Es más, gran parte de ese crecimiento esperado está vinculado a iniciativas más recientes, como xAI y los centros de datos espaciales. Sin embargo, ambas se encuentran en una fase inicial —con una tracción comercial limitada en la actualidad y, en algunos casos, aún en fase de proyecto—, mientras que las capacidades de apoyo, como la fabricación de chips a gran escala, son complejas y requieren un gran volumen de capital para ampliarse.

No obstante, esa fortaleza aún no se refleja a nivel del grupo. La empresa registró unas pérdidas netas de unos 4.900 millones de dólares en 2025, debido a las cuantiosas inversiones realizadas en inteligencia artificial e infraestructuras de última generación. "Se está pidiendo a los inversores que financien un negocio que se encuentra todavía en plena fase de inversión", subraya Ritchie.

MARTE, IA Y MÁS ALLÁ

Si la valoración llama la atención, la estructura de gobernanza, tal y como aseguran en Aberdeen Investments, también está haciendo que los inversores se lo piensen dos veces.

"SpaceX cotizará con una estructura de acciones de doble clase que otorga a Elon Musk un control abrumador —estimado entre el 80% y el 85% del poder de voto—, a pesar de que su participación económica es mucho menor. En la práctica, esto significa que los accionistas de la sociedad cotizada tendrán poca influencia significativa sobre la estrategia, los nombramientos del consejo de administración o la destitución de la dirección".

Esto sin olvidar que Musk ya es director ejecutivo de Tesla —una empresa valorada en cerca de 2 billones de dólares—, lo que plantea la posibilidad de que dos de las empresas más valiosas del mundo puedan acabar siendo dirigidas por la misma persona.

Por otro lado, hay que tener en cuenta que "las ambiciones a largo plazo de SpaceX incluyen la colonización de Marte, centros de datos orbitales (ni siquiera entremos en la física que hay detrás de eso) e incluso la extracción de recursos más allá de la Tierra. Se trata de proyectos que, según admite la propia empresa, dependen de tecnologías y mercados que, en gran medida, aún no existen", comenta Ritchie.
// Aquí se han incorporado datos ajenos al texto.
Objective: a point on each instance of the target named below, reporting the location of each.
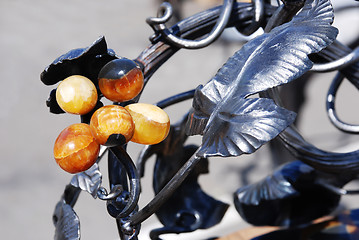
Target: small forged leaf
(89, 180)
(81, 61)
(66, 221)
(277, 186)
(243, 126)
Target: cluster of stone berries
(77, 146)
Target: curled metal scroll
(330, 105)
(325, 161)
(158, 24)
(338, 64)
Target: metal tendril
(158, 24)
(115, 192)
(134, 180)
(330, 105)
(338, 64)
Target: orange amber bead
(75, 149)
(120, 80)
(77, 95)
(152, 124)
(112, 125)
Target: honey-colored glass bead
(152, 124)
(75, 148)
(76, 94)
(121, 80)
(112, 125)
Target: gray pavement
(34, 33)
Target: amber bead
(120, 80)
(152, 124)
(77, 95)
(75, 148)
(112, 125)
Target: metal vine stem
(188, 33)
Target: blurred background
(34, 33)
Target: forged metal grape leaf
(66, 222)
(89, 180)
(267, 61)
(243, 127)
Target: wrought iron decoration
(237, 112)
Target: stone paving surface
(34, 33)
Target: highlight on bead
(112, 125)
(75, 149)
(152, 124)
(77, 95)
(121, 80)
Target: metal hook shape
(339, 63)
(158, 25)
(330, 105)
(258, 17)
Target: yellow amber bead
(152, 124)
(77, 95)
(75, 148)
(112, 125)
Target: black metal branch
(158, 25)
(165, 193)
(134, 180)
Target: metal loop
(158, 25)
(258, 8)
(330, 105)
(339, 63)
(114, 193)
(166, 15)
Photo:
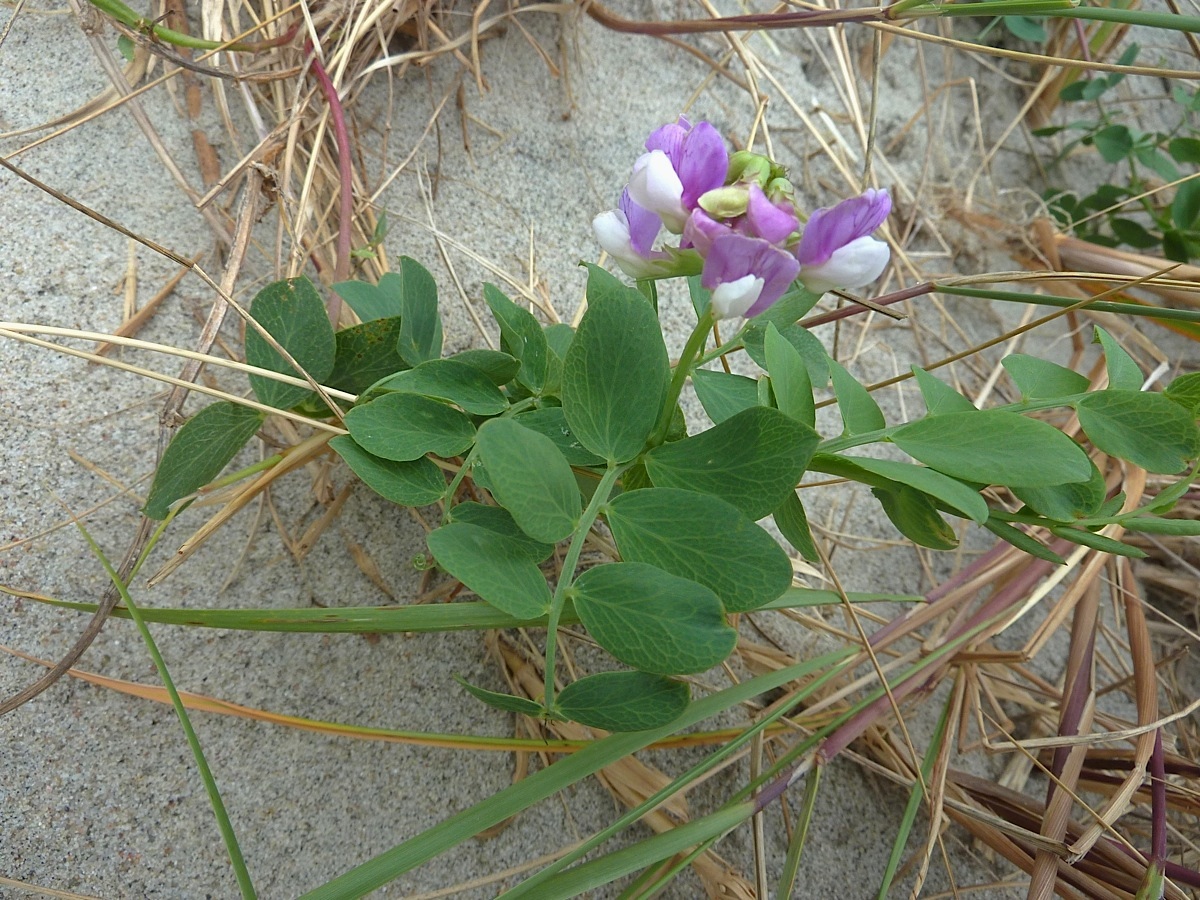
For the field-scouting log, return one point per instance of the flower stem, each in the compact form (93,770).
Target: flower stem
(691,352)
(568,573)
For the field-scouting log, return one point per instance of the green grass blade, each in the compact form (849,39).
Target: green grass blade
(467,616)
(231,840)
(801,835)
(915,798)
(609,868)
(517,797)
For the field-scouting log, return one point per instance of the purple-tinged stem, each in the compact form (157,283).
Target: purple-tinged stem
(1157,802)
(346,177)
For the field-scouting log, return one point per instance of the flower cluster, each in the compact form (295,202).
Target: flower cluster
(735,216)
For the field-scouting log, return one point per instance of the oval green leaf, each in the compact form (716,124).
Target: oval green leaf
(751,460)
(499,520)
(995,447)
(420,329)
(451,381)
(495,567)
(293,313)
(859,412)
(552,423)
(406,426)
(724,395)
(789,378)
(507,702)
(199,450)
(365,354)
(653,621)
(703,539)
(521,336)
(409,484)
(531,479)
(623,701)
(1041,379)
(1149,430)
(616,372)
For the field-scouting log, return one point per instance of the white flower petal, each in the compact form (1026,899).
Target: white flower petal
(611,229)
(855,265)
(733,298)
(655,186)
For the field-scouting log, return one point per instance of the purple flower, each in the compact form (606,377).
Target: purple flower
(628,235)
(747,275)
(681,163)
(837,250)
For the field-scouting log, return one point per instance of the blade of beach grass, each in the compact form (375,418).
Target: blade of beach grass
(227,833)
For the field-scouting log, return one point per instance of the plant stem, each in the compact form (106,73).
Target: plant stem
(691,352)
(568,573)
(141,24)
(346,177)
(231,840)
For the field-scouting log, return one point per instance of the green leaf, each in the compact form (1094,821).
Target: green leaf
(1186,205)
(495,567)
(793,525)
(1097,541)
(952,492)
(995,447)
(653,621)
(1039,379)
(789,309)
(859,412)
(1175,246)
(521,336)
(1156,525)
(499,520)
(703,539)
(531,479)
(1147,430)
(1023,541)
(293,313)
(940,397)
(406,426)
(916,517)
(623,701)
(615,377)
(420,328)
(1123,372)
(1185,390)
(418,483)
(1068,502)
(789,378)
(451,381)
(751,460)
(754,339)
(367,300)
(1185,150)
(724,395)
(558,337)
(505,702)
(551,421)
(499,367)
(199,450)
(1114,143)
(365,354)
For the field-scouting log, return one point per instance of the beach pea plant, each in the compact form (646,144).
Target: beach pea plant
(569,433)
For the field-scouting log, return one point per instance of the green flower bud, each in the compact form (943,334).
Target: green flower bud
(725,202)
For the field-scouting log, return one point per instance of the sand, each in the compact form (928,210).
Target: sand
(99,793)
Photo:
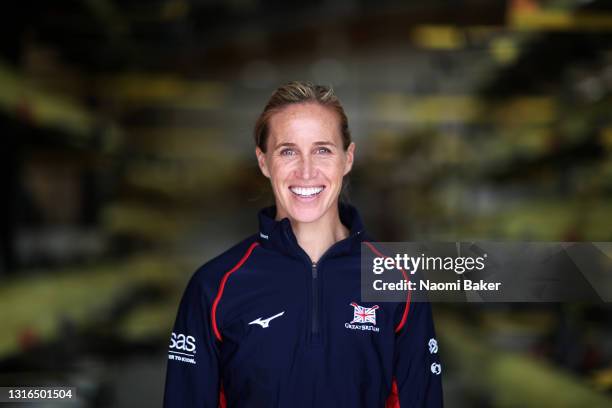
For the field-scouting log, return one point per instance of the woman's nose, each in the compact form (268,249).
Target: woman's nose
(307,169)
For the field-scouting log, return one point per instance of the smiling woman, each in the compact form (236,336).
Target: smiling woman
(276,320)
(305,151)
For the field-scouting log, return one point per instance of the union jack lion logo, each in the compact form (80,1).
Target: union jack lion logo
(364,314)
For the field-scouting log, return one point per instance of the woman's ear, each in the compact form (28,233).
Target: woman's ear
(261,161)
(350,155)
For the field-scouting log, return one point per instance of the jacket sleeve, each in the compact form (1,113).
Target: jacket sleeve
(417,368)
(192,374)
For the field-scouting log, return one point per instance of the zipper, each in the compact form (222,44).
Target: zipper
(314,269)
(315,300)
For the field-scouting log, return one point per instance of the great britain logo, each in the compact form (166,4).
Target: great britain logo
(364,318)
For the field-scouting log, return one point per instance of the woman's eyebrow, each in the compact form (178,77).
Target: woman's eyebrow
(285,144)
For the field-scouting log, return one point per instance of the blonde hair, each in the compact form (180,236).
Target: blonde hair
(300,92)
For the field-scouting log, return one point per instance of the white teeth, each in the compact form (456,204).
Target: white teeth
(306,191)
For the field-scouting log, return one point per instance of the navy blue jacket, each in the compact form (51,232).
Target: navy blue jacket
(263,326)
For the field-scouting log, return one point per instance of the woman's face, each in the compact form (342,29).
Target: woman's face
(305,161)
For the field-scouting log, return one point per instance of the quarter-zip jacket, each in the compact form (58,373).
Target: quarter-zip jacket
(261,325)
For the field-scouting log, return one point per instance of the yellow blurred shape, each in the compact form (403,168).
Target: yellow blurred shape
(504,50)
(559,20)
(438,37)
(43,108)
(141,221)
(402,108)
(151,89)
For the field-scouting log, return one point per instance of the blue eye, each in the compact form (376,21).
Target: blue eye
(287,152)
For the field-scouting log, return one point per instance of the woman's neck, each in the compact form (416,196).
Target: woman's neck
(317,236)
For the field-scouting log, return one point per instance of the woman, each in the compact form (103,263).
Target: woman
(276,321)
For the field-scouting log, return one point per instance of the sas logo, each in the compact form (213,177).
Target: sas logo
(182,342)
(362,314)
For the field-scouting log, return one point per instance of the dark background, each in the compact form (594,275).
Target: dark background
(128,162)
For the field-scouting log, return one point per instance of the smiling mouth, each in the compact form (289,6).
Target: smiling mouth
(307,192)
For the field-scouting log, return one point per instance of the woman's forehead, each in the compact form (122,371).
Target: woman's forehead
(304,123)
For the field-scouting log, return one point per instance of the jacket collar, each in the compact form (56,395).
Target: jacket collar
(279,236)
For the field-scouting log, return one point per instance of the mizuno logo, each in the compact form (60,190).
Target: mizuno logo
(266,322)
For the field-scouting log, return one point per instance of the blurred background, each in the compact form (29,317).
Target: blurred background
(128,162)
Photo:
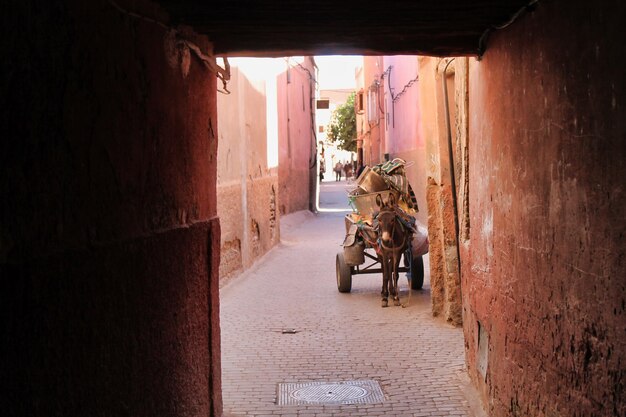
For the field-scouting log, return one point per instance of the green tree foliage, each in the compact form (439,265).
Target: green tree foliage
(342,127)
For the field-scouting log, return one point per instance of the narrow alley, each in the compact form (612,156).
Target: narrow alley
(283,321)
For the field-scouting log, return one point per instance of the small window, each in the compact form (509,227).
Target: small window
(360,103)
(322,104)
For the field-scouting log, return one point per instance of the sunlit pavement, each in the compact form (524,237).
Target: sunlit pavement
(284,321)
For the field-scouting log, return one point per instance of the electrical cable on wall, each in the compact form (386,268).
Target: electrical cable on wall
(207,59)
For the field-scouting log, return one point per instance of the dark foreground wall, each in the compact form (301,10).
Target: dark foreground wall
(544,274)
(108,287)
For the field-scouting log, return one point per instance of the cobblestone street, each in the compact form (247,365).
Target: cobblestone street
(284,321)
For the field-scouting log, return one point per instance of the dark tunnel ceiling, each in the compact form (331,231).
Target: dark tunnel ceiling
(280,27)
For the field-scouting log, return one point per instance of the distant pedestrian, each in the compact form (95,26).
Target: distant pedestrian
(347,169)
(338,169)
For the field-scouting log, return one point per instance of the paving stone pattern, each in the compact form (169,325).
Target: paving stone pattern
(284,321)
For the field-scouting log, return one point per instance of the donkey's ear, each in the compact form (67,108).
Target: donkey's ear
(379,201)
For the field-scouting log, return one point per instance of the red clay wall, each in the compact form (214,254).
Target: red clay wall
(295,139)
(107,237)
(544,270)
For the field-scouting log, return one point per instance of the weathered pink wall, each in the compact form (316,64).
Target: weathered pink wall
(373,132)
(296,141)
(108,236)
(247,186)
(544,271)
(403,136)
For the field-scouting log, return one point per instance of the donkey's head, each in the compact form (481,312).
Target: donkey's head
(386,219)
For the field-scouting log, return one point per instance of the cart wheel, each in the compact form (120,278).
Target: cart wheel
(416,272)
(344,275)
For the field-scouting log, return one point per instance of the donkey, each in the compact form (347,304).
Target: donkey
(393,240)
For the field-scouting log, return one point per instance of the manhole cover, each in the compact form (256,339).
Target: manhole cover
(345,392)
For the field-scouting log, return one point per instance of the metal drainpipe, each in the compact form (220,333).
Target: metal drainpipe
(451,162)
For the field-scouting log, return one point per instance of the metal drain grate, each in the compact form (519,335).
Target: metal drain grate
(365,391)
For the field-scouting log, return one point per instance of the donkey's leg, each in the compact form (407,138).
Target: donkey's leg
(386,275)
(395,276)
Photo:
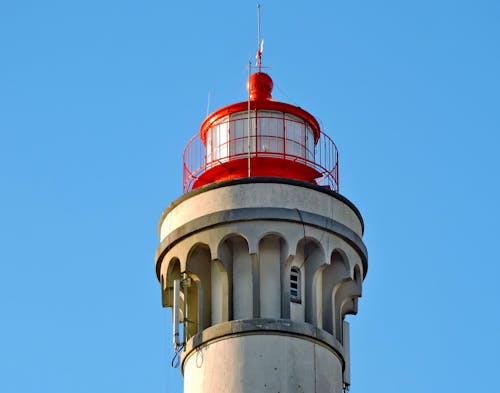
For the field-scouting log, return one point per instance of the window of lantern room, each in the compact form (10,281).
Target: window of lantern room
(295,284)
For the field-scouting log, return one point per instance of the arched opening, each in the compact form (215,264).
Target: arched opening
(198,288)
(309,258)
(219,291)
(271,257)
(234,255)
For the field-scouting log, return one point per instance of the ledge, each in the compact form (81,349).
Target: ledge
(253,180)
(260,326)
(250,214)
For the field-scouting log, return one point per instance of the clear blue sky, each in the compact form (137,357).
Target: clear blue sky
(98,99)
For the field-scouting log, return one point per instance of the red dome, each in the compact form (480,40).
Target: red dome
(260,137)
(260,86)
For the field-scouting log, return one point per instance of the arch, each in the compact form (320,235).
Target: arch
(198,267)
(233,251)
(345,300)
(333,274)
(310,257)
(167,281)
(271,261)
(219,290)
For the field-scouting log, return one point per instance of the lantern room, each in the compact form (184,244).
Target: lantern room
(260,137)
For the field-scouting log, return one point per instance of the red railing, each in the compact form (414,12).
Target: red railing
(272,137)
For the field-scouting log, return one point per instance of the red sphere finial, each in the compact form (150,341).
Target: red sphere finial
(260,86)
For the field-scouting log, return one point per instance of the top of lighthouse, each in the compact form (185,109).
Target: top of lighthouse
(260,137)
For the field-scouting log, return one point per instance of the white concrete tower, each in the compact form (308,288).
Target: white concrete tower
(261,258)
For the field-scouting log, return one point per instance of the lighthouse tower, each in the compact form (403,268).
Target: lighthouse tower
(261,258)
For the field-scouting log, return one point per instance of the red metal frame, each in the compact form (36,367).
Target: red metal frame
(259,137)
(291,157)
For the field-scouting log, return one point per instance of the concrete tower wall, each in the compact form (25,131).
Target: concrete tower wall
(251,324)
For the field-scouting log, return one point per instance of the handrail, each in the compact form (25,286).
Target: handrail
(278,139)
Estas ambiciones dividen a la opinión pública. Los partidarios las ven como prueba de que la empresa se está construyendo para décadas, no para trimestres. Los críticos las descartan por considerarlas especulativas.

Así, para este estratega, la salida a bolsa de SpaceX pondrá a prueba algo más que el interés de los inversores por el crecimiento. "Pondrá a prueba su disposición a aceptar un nuevo modelo de participación accionarial pública: una valoración elevada, derechos de gobernanza limitados y confianza en una visión impulsada por el fundador".

En definitiva, "para algunos, SpaceX representa una oportunidad única en una generación para invertir en la infraestructura del futuro. Para otros, parece pagar hoy por unos beneficios que pueden llegar, o quizá nunca lo hagan", concluye Ritchie.